A veces, sus creaciones han resultado conmovedoras. A veces, se han perdido en un desconcertante sentido de lo estrafalario. Eso acontece porque Coixet posee una inclinación nada reprimida hacia lo singular. Alguien que bautiza a su productora como el picante japones, Wasabi, o que pasa del discurso lúcido y racional, a la salida de tono y a una gestualidad excesiva, no juega con cartas convencionales.

Podrá ser mejor o peor entendida. A menudo, sus hipérboles abruman, hasta pueden repeler, pero esa misma tendencia a no frenar los impulsos hace que, en ocasiones, en su cine se palpen sentimientos y actitudes como ningún otro cineasta de su generación sabría transmitir.

En sus primeros años, Coixet se reflejaba en Hal Hartley, un cineasta neoyorquino al que pocos recuerdan hoy pero con quien identificábamos en los años 80 y 90 un tipo de producción indie ajena a los dictados del cine comercial. Sus historias, como las de Isabel Coixet, preferían hablar de relaciones humanas y no querían saber nada del cine de fórmula, de la risa fácil ni del cine engaño. Ahora, en Nieva en Benidorm, a Coixet se le nota todo lo que ha recorrido. Carga con su propio cine y con el de quienes le gustan o le influyen, desde Jarmusch a Orson Welles.
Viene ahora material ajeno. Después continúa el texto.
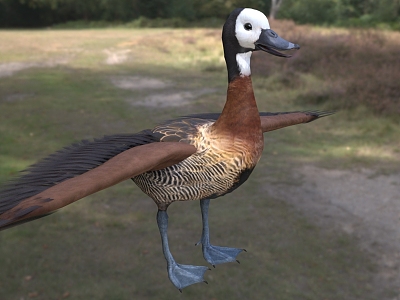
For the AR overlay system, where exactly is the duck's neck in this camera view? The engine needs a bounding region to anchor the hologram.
[213,76,262,137]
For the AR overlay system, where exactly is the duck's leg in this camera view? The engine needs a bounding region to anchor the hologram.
[196,199,244,267]
[157,210,209,292]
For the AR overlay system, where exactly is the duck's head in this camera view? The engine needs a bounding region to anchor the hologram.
[222,8,300,81]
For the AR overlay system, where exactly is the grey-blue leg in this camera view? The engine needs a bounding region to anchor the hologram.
[196,199,244,267]
[157,210,209,292]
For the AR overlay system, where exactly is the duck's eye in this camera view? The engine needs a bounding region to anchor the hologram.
[244,23,253,30]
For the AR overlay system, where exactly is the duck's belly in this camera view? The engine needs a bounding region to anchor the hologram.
[132,149,255,206]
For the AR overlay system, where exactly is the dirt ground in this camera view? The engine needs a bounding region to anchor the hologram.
[265,165,400,300]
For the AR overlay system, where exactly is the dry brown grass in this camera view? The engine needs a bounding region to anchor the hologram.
[253,21,400,114]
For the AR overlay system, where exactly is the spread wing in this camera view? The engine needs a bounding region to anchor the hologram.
[184,111,335,132]
[0,130,196,229]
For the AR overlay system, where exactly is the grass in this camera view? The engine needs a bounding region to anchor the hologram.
[0,23,400,300]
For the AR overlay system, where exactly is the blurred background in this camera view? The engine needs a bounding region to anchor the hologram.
[0,0,400,30]
[0,0,400,300]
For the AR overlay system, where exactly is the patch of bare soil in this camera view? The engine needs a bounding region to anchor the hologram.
[110,76,216,108]
[0,58,70,78]
[111,76,170,91]
[131,89,215,108]
[103,49,131,65]
[266,165,400,300]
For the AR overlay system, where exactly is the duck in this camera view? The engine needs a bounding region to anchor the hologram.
[0,8,333,292]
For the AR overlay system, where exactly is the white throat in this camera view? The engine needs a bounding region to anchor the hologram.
[236,51,252,76]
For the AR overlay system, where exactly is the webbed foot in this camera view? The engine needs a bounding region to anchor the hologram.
[203,244,244,268]
[168,263,210,293]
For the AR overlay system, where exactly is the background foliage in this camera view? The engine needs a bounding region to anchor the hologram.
[0,0,400,29]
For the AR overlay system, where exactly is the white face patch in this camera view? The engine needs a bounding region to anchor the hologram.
[236,51,251,76]
[235,8,270,49]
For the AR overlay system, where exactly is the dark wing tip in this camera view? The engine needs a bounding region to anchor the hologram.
[302,110,337,123]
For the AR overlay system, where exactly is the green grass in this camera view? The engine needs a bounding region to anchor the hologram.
[0,29,400,300]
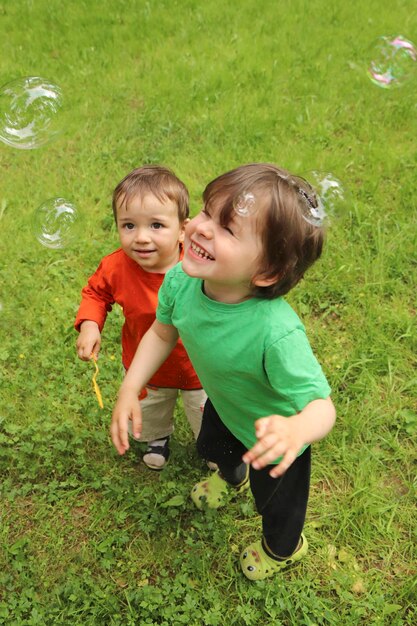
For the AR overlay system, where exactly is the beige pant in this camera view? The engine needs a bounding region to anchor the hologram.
[134,387,207,441]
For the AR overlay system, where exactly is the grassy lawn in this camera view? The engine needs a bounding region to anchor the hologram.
[0,0,417,626]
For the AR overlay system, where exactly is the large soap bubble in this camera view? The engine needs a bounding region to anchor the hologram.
[0,76,62,150]
[303,170,349,225]
[33,198,79,249]
[368,35,417,89]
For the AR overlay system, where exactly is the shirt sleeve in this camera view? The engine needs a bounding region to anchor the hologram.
[156,270,174,324]
[74,262,114,332]
[265,328,331,413]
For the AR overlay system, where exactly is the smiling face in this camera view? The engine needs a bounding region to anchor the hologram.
[182,207,262,304]
[117,193,185,274]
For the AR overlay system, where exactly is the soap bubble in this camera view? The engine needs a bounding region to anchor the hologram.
[368,35,417,89]
[304,170,349,225]
[297,187,327,226]
[0,76,62,150]
[33,198,78,249]
[233,191,256,217]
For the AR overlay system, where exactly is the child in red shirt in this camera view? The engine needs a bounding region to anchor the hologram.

Es en Orson Welles en quien piensa esta trama argumental deudora de El tercer hombre y agradecida a Ciudadano Kane, porque, y sin desvelar el secreto, esa nieve de Benidorm a la que alude el título se abraza al misterio de Rosebud, el filme iniciático de Orson Welles al que ahora Fincher acaba de pegar un pellizco.

En Nieva en Benidorm sobrevuela una hermosa historia de amor, una sensible y poética manera de narrar, una gramática cinematográfica con sed de autenticidad y un puñado de "coixetadas", esas salidas de tono que dejan al público sin explicación posible. En Nieva en Benidorm, la directora catalana había fabricado un guión soberbio. Hay personajes con entidad, un viaje iniciático, una relación más sensual que sexual y un encuentro de dos veteranos que no son demasiado viejos para el amor. Coixet además nos regala con algunos subrayados sugerentes. Al mismo tiempo, su inaudito e incomprensible sentido del humor, como si un japonés contase chistes de Lepe, incorpora personajes, secuencias y descosidos que quiebran por completo el poderoso magnetismo que desprenden sus principales personajes con el fondo enloquecido de un Benidorm mezcla de humor amarillo y diletante erudición.